More Disappearing Cairo

Cairo Illinois c 1967Cairo is a town of subtraction. I still take visitors there, but there is less and less to show them. It’s gotten so I hardly pull the camera out because there’s nothing but open ground where a vibrant downtown once flourished.

Here’s a view through a floodgate opening at 8th Street in some time around 1967. You can click on the photos to make them larger.

Looks pretty much the same in 2010

Cairo Floodwall 10-26-2010_8572Except for being in color, the two photos are pretty much the same. This one was taken October 26, 2010.

2012 fire erases old buildings

Cairo 11-13-2012

A fire started in an adjacent building and quickly spread to these two old warehouse buildings. This was taken November 13, 2012.

Nothing left but pile of bricks

Cairo 11-13-2012When the fire was over, nothing much was left except a pile of bricks and some columns.

Not even the bricks remain

Cairo floodwall 07-10-2013_5828

By July 10, 2013, you would never know the buildings existed.

A line has been added to show the 2011 record 61.7-foot highwater mark on the floodwall. There is a common misconception that the Bird’s Point Levee was blown just to save Cairo. In fact, it reduced pressure on the levees and floodwalls in Brookport, IL, Paducah, KY, Cairo, IL, Hickman KY and Tiptonville, TN. Some have speculated that Olive Branch might not have flooded if the levee had been breached earlier.

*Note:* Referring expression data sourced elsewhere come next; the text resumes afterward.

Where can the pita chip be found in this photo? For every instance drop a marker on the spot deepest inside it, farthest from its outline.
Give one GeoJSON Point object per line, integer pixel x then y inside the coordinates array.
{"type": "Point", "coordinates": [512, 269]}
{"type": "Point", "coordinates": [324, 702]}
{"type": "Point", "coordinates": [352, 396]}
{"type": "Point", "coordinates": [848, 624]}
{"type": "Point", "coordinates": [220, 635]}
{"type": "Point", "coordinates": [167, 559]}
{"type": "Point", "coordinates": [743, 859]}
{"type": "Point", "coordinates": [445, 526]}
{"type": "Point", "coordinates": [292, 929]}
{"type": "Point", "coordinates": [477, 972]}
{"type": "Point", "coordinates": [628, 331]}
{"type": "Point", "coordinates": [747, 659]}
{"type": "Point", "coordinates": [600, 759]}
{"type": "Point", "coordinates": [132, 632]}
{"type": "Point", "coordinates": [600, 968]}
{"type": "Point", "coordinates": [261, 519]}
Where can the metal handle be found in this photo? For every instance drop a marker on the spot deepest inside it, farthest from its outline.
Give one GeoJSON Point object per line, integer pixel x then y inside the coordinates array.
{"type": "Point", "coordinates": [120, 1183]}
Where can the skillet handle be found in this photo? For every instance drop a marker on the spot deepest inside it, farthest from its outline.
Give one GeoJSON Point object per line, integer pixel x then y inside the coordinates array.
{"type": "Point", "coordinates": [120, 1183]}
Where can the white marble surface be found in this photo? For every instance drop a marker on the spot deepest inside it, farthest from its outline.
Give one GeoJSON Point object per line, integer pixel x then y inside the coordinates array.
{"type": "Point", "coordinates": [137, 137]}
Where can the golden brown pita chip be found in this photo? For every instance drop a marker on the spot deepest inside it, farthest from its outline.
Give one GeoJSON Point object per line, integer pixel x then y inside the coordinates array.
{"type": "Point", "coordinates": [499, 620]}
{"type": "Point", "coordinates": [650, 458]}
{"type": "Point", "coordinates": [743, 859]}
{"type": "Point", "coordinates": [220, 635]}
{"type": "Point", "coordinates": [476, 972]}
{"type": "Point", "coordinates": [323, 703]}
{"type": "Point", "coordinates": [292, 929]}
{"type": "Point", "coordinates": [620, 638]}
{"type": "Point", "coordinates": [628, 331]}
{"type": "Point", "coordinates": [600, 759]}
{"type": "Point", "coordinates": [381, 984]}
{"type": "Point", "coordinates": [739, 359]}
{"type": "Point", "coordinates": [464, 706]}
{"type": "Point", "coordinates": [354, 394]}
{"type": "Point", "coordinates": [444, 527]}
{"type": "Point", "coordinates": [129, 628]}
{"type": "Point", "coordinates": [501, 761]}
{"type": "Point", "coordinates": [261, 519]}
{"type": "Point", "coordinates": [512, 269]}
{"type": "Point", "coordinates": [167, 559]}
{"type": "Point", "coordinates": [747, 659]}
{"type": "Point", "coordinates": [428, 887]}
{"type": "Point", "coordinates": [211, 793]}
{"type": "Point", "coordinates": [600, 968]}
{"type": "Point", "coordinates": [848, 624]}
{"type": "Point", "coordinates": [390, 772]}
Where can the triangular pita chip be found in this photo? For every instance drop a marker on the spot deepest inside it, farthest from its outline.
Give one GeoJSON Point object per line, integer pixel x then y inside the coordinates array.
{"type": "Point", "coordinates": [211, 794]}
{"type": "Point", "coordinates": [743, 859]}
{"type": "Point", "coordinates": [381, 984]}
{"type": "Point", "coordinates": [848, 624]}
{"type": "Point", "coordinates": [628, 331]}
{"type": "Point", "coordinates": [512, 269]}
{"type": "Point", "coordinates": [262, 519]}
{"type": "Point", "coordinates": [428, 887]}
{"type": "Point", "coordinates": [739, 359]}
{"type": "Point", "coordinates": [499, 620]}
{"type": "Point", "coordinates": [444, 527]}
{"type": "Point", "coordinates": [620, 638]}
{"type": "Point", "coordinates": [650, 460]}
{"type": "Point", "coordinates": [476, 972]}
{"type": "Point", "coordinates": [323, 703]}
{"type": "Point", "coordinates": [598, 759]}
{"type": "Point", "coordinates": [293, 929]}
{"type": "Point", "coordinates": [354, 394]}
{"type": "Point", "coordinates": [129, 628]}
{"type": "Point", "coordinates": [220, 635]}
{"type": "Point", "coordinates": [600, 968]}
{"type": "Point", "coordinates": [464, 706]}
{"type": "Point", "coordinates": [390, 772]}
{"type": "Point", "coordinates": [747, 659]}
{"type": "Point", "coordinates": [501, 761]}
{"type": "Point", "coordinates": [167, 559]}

The reason Cairo got so much attention was that the Cairo river gauge was the one used to judge when it was time to activate the floodway that had been in place since 1937.

Older Cairo stories

I’ve photographed Cairo since the 1960s. Here are some older stories and photos.

 

 

10 Replies to “More Disappearing Cairo”

  1. Cairo should be at the top of everyone’s places to visit in America; the hidden America that still quietly festers, that just can’t seem to completely heal.

    Thanks for taking us there Ken. We slept in the motorhome there the night we left your mother’s. It was quiet, almost too quiet.

  2. Go into any of the towns around Cairo such as Charleston, Wycliff, Mounds or Olive Branch and you see gas stations and places to eat. Nothing in Cairo invites you to stop and spend. Even THE place to visit there, Fort Defiance Park, is poorly kept. Cairo became a community of victims instead of proud citizens. Takers and users instead of builders, maintainers and entrepreneurs. In my opinion, but for Highway 3 as it’s main street, there would be little need for the town. Even the Dollar Store built outside of the city limits. Now that organized crime has left the area, there seems to be no leadership.

    1. The reasons for Cairo’s demise are many, but the small print under the sign in the first photo will give you one clue. It says, “Welcome to Historical Cairo – Gateway to the South.”

      Stace England, who has produced a CD of music that tells the history of the town better than anything I’ve read, has a song, “The North Starts in Cairo,” where he says that buses coming from the South segregated blacks and whites with a curtain “until we cross the Ohio and that curtain’s comin’ down.”

      So, while the rest of the country thought of Cairo as the gateway to the North, the city was still looking to its Southern roots.

      It was a town that cut off its nose to spite its face. When blacks wanted to swim in the city pool, the city first tried to make it private; when that didn’t work, they filled it in rather than integrate it.

      White merchants would sell to blacks, but they wouldn’t hire them to work in the stores. When the blacks organized a boycott, the merchants closed their doors. Eventually, after a 19-year-old black soldier who “committed suicide” in jail, race relations deteriorated into rioting, burning and looting. That was the beginning of the end.

      Another factor was the construction of the railroad bridge at Thebes in 1905, which shifted rail traffic away from Cairo.

      You might quibble with some details of my memory, but the demise wasn’t as simple as dismissing those who lived in the town as “takers and users.”

      Here is an excellent link to an overview of the history of Cairo.

  3. Ken, thank you for taking the time to clear up the misconceptions. Also, young people in small towns across the US are still migrating to more urban areas seeking employment opportunities.

  4. Cairo is is place that time just moved away from. The spirit of the town died and the only ones left those who could not leave or were just stuck there. It is sad, but there is somewhere, someone who is just beginning to get an idea, “Hey I need a new place to live, start a business and raise a family”. He or she probably does not know but Cairo is the place. When this happens then Cairo will come back.

  5. Ken
    As a person that grew up in Cairo for 9 years and graduated from Central in 71, I would like to suggest that unless you actually lived in Cairo and experienced the the demise of a really great small town with many truly great people, you only have a smattering of an understanding why Cairo looks the way it looks.

    Look at Detroit…scale it down….you have Cairo….it is that simple.

    David Zimmer

  6. It’s a shame Cairo went so downhill. I lived in Cairo in 1960 and in Mounds in the 1950`s. I continue to go through Cario every few years on my travels; and unfortunately, it is still going down hill. Perhaps one day it will rise again.